Did International Women’s Day even exist before social media? Just kidding — it’s been celebrated for a century and enjoys some seriously socialist roots — but doesn’t the day just seem un-ignorable now, thanks to technology? Friends on Facebook are thanking their moms, celebrities on Instagram are posting stylized photos of Eleanor Roosevelt, and #FelizDiaDeLaMujer is the top trending topic on the planet. Every Snapchat Discover panel celebrates today, too, which I know because I’m one of the six people who watches those videos every morning.

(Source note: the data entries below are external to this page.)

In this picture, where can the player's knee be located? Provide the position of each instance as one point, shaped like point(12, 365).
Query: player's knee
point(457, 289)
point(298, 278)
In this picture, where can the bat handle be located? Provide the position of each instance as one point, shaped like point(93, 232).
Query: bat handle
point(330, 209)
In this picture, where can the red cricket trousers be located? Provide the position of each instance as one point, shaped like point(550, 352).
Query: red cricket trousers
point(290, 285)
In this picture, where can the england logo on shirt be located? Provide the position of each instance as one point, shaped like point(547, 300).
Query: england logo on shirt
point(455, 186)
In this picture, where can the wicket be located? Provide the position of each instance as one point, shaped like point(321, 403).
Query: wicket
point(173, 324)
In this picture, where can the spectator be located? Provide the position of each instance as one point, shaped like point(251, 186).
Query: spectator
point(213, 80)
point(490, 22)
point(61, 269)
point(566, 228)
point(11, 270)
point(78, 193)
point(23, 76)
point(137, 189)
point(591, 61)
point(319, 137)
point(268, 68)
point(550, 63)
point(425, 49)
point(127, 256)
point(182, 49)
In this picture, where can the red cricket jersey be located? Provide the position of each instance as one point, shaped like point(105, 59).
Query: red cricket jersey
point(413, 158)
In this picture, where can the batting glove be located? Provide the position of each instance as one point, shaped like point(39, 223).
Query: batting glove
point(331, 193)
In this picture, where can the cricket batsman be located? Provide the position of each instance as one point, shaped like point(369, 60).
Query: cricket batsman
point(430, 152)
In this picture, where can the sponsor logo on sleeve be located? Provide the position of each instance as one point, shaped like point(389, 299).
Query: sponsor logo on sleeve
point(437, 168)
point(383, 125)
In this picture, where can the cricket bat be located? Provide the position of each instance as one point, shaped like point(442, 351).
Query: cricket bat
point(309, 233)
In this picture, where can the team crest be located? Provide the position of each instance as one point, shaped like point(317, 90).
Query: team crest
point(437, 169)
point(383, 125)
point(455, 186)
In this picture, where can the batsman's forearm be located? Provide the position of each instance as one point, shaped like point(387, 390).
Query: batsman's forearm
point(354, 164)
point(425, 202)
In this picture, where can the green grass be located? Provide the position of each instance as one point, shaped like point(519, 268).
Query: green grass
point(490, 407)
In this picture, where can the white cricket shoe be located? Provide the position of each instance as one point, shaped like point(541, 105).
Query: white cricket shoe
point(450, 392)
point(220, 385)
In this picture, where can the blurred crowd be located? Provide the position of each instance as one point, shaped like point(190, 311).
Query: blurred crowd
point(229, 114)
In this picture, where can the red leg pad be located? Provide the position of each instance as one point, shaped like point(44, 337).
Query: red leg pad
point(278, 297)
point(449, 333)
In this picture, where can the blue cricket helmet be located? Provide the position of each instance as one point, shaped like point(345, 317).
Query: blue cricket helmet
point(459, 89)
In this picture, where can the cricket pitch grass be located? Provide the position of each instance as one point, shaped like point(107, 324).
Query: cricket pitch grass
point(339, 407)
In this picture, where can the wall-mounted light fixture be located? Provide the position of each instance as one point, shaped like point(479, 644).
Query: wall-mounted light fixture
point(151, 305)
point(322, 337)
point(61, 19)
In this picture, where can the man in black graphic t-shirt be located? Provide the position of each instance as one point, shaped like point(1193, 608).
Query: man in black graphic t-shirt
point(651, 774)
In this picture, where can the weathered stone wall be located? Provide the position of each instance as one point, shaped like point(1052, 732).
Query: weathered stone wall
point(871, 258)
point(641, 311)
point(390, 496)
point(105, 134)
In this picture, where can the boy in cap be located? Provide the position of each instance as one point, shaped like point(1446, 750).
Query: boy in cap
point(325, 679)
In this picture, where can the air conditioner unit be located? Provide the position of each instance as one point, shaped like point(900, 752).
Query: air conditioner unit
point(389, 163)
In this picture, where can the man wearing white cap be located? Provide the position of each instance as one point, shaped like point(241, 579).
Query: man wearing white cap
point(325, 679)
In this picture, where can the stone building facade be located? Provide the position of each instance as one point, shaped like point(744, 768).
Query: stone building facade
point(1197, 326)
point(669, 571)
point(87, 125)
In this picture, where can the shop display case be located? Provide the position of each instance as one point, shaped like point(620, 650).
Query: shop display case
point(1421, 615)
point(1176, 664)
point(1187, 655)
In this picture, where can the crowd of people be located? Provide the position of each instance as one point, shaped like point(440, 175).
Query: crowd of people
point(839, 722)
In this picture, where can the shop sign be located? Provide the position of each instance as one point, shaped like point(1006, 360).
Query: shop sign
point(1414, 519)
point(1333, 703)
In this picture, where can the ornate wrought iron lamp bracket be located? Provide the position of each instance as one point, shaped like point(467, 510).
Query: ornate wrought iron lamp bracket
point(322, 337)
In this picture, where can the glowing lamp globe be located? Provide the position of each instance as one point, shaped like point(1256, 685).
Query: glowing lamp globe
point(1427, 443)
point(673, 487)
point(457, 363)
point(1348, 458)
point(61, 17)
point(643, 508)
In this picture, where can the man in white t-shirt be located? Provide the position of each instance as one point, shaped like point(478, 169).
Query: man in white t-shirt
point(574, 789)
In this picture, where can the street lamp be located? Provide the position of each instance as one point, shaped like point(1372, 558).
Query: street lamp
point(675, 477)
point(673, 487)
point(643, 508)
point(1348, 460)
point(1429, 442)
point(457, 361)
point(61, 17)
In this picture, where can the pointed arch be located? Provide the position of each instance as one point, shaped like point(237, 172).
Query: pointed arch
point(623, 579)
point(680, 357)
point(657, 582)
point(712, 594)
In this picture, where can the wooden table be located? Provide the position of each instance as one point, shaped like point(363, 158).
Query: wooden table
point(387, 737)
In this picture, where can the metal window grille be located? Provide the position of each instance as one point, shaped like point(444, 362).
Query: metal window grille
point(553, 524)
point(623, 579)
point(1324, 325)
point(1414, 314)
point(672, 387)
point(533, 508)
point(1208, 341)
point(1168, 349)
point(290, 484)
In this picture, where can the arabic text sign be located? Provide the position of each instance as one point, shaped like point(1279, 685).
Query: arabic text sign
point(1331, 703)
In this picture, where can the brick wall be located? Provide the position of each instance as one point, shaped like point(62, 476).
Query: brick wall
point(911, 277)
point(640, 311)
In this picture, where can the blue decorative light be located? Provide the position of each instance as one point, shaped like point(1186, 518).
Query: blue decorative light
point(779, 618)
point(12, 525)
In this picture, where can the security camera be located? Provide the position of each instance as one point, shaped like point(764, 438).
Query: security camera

I’ve never been one of those people to hate on social media and its ubiquity, even in regards to activism. Especially in regards to activism, because I think it’s the best example of what something like Twitter is actually good for — connecting and amplifying voices.
I feel warm and fuzzy when friends change their Facebook pics to show unity with causes I care about, like the rainbow filter when same-sex marriage was legalized in the U.S. I filtered my own with that bright Planned Parenthood pink during one of the thousand attacks on the organization. Yes, I also donate to them. Yes, I also vote. But I liked my pink photo. It’s a tiny thing to do, but I like to think it irritated any close-minded Facebook connections I haven’t unfriended by now.
Today, the Girl Scouts partnered with Facebook to launch their own special filter for International Women’s Day. SHE’S OUR FUTURE/I STAND WITH GIRLS is the triumphant message along the bottom, with the trademark Girl Scouts trefoil in the upper right corner. It’s lovely and nourishing and necessary to thank and connect with and read about women on #IWD2016, but this little filter is a great reminder to check in with one of the girls in your life, too.
I have a warm and fuzzy spot for the Girl Scouts, as I think a lot of women do. I am in possession of a stomach, so I like their cookies (Thin Mints or gtfo); they were founded on my birthday, March 12, which I was made to memorize at a young age and which made me feel very special; and I once had an awesome drunk weekend in Savannah that involved touring the homestead of the original JGL, Juliette Gordon Low.
And of course, I was a Girl Scout. My second-best memory is of the time we tried to camp out and realized by 6pm that we were covered in ticks, at which time our mothers hauled the whole troop over to my house for an epic sleepover. My favorite memory is that each mother was forced to prepare some sort of lesson plan for the troop to earn badges, like excellence in crafts or outdoorsiness, and my mom chose the self-esteem badge. We asked the other nine-year-olds to discuss which relationships were strongest in their life, and which areas had the greatest priority (homework, play, chores?). We also distributed a small, neon notebook to each girl with instructions to quiet down and write about our best qualities. I feel #blessed that we earned that badge, that I was a Scout, and that my mom is awesome.
Celebrate International Women’s Day however you want — by calling your own mom, registering to vote, listening to Beyonce on blast and on repeat all the livelong day. But maybe text a niece or little cousin and ask her how she’s doing today, and what she’s accomplishing. Maybe you’ll even understand what she’s saying, beneath the hashtags and Kimojis.